# A water heater is operated by solar power. If solar collector has an area of 6.00m^2, and the...

## Question:

A water heater is operated by solar power. If solar collector has an area of 6.00m^2, and the intensity delivered by sunlight is 550W/m^2, how long does it take to increase the temperature of 1m^3 of water from 20 C to 60 C?

## Solar Water Heater:

Let the collector of solar heater have an area {eq}A {/eq}. Also let the daily intensity delivered by sunlight be {eq}I {/eq}. In addition, the heater takes time {eq}t {/eq} to increase the temperature of water of mass {eq}m {/eq} from {eq}T_1 {/eq} to {eq}T_2 {/eq}.

Therefore, the total heat energy delivered by the incident sunlight will be the heat energy absorbed by the water.

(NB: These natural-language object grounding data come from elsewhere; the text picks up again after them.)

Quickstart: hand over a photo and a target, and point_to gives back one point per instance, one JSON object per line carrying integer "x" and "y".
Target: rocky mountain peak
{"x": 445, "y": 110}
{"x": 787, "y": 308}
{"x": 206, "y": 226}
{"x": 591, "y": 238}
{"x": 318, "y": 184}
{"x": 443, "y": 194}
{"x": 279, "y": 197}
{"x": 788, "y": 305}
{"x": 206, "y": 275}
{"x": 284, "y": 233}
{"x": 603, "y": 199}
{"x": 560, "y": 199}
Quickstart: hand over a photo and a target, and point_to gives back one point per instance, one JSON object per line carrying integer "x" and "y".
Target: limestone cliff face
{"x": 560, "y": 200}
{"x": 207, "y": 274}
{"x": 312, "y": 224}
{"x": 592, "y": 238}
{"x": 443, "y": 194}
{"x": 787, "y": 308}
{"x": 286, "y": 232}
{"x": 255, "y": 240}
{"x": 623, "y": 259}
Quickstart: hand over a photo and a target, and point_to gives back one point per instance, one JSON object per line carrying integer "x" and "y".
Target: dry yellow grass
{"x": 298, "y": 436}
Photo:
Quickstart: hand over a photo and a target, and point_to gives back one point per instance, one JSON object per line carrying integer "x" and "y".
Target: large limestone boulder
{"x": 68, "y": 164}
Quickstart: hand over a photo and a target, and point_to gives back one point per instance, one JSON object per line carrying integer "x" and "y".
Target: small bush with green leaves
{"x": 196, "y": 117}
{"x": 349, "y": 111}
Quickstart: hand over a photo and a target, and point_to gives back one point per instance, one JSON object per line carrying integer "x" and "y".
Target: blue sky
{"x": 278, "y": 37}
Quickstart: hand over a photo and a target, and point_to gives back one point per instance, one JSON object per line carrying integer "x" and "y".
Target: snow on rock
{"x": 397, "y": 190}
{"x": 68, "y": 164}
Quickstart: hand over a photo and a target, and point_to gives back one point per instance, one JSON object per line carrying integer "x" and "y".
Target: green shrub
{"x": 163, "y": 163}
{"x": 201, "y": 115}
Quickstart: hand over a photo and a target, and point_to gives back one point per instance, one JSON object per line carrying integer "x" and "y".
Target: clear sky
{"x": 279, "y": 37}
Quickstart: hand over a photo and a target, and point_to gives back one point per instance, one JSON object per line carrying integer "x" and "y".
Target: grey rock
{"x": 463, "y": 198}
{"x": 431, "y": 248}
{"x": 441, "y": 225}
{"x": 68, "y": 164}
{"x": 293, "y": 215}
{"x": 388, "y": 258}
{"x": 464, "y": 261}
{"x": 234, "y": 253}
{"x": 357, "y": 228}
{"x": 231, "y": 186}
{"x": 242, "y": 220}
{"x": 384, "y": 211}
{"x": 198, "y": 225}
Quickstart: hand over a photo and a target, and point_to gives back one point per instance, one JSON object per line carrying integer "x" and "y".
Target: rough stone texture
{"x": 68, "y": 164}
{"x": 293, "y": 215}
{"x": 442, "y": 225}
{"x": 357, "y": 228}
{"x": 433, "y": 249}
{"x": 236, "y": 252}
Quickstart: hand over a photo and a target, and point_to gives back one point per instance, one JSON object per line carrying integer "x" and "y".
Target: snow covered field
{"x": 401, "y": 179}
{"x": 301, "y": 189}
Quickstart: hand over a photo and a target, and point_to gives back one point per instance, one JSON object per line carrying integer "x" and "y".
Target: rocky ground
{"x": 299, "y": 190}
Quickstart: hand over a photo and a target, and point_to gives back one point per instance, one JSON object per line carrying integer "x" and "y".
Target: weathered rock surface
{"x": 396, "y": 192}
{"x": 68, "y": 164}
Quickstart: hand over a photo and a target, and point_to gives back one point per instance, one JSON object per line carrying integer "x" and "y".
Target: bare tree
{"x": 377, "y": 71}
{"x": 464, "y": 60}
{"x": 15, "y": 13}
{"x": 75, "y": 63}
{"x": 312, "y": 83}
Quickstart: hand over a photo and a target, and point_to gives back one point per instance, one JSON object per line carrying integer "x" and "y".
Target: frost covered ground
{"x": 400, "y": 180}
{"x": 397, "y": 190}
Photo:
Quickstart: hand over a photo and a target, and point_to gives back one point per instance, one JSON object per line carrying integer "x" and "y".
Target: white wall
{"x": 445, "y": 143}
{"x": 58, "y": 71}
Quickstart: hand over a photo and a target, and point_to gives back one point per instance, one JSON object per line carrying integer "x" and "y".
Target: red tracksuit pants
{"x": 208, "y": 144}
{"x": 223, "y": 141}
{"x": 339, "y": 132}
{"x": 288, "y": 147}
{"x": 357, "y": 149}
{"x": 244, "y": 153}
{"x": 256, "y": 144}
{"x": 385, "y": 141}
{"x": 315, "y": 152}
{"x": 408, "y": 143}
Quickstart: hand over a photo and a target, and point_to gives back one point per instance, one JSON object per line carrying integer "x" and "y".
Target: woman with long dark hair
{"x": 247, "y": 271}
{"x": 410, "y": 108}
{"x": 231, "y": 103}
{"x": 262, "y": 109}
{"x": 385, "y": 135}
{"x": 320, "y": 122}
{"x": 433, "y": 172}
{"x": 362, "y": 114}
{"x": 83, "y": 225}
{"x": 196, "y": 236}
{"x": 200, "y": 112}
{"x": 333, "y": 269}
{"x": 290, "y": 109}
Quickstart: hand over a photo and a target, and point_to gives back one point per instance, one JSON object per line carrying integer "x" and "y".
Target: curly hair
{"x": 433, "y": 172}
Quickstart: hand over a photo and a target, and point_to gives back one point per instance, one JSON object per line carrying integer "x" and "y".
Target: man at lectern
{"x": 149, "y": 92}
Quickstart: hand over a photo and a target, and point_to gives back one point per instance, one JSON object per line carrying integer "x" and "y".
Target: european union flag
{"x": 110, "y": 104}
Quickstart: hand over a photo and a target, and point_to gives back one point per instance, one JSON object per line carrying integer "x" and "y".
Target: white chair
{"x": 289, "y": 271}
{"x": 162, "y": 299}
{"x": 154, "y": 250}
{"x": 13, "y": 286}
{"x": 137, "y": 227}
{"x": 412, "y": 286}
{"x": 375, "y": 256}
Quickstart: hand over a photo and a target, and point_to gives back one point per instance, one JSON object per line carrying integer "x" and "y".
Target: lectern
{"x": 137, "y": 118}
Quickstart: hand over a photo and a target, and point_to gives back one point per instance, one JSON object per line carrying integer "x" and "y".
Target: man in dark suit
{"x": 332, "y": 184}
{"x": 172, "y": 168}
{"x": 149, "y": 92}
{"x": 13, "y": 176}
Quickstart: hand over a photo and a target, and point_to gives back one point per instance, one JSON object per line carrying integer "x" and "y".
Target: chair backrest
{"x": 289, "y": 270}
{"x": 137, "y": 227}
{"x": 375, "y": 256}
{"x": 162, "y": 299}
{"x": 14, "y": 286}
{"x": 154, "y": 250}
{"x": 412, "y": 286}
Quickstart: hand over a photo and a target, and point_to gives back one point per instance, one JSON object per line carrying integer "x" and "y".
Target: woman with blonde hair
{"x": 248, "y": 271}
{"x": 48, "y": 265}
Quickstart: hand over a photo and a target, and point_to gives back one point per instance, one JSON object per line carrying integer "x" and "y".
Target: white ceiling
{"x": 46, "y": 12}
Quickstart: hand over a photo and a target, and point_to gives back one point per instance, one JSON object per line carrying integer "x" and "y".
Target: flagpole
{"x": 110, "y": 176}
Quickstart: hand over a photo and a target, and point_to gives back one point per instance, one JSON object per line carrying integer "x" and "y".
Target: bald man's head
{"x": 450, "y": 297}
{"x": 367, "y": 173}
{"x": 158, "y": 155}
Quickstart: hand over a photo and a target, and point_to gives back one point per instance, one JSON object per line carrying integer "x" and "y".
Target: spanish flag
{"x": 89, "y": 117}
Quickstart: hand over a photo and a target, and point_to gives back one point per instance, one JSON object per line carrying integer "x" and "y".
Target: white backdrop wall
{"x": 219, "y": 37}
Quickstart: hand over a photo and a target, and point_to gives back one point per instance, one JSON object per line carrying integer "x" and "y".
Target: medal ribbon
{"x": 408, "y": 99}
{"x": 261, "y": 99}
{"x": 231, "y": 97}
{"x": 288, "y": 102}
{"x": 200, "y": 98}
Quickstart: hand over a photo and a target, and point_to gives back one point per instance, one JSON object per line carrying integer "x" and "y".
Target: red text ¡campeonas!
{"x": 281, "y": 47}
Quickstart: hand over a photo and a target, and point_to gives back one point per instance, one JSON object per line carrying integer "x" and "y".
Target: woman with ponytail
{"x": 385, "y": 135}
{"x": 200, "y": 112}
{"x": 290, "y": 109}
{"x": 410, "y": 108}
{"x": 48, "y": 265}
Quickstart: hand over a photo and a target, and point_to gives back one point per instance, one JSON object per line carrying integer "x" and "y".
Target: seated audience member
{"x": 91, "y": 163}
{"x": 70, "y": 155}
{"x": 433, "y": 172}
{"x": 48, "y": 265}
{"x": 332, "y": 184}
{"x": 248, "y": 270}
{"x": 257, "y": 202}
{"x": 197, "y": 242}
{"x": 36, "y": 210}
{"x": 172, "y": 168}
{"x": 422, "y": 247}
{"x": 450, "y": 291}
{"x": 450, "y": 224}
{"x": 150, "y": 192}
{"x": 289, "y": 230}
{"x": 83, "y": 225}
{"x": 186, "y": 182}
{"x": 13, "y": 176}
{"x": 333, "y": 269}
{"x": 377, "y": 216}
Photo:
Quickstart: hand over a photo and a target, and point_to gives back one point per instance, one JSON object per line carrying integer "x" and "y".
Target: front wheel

Thus, we write:

$$\begin{align} IAt &= mC_w(T_2 - T_1)\\[0.3cm] t &= \frac{mC_w(T_2 - T_1)}{IA} \end{align} $$

where {eq}C_w {/eq} is specific heat of water.

## Answer and Explanation:

Given:

- Area of the solar collector: {eq}(A)= 6.00\, \mathrm{m^{2}} {/eq}

- Intensity delivered by sunlight: {eq}(I) = 550\, \mathrm{W/m^{2}} {/eq}

- Volume of water taken: {eq}(V)= 1\, \mathrm{m^{3}} {/eq}

- Density of water: {eq}(\rho) = 1000 \, \mathrm{kg/m^{3}} {/eq}

- Initial temperature of the water: {eq}(T_1) = 20\mathrm{^\circ C} {/eq}

- Final temperature of the water: {eq}(T_2) = 60\mathrm{^\circ C} {/eq}

- Specific heat of water: {eq}(C)= 4186\, \mathrm{J/kg\, ^\circ C} {/eq}

First, the mass of water is solved as follows:

$$\displaystyle{\begin{align*} m &= V\rho\\[0.3cm] &= \left(1\ \rm m^3 \right) \left(1000\ \frac{\rm kg}{\rm m^3} \right) \\[0.3cm] &= 1000\ \rm kg\\ \end{align*}} $$

Therefore, time taken by the heater in this case is given by:

$$\displaystyle{\begin{align*} t &= \frac{mC(T_2 - T_1)}{IA}\\[0.3cm] &= \frac{(1000 \ \rm kg) (4186\, \mathrm{J/kg\, ^\circ C})(60 - 20)^\circ C}{550 \ \rm J/s \cdot m^2 (6.00\ \rm m^2)} \\[0.3cm] &\approx 50,739.39\, \mathrm{s}\\[0.3cm] &\approx 14.09\, \mathrm{h} \end{align*}} \\ $$

Therefore, it takes about {eq}14.09 \ \rm hours {/eq} to increase the temperature of the water.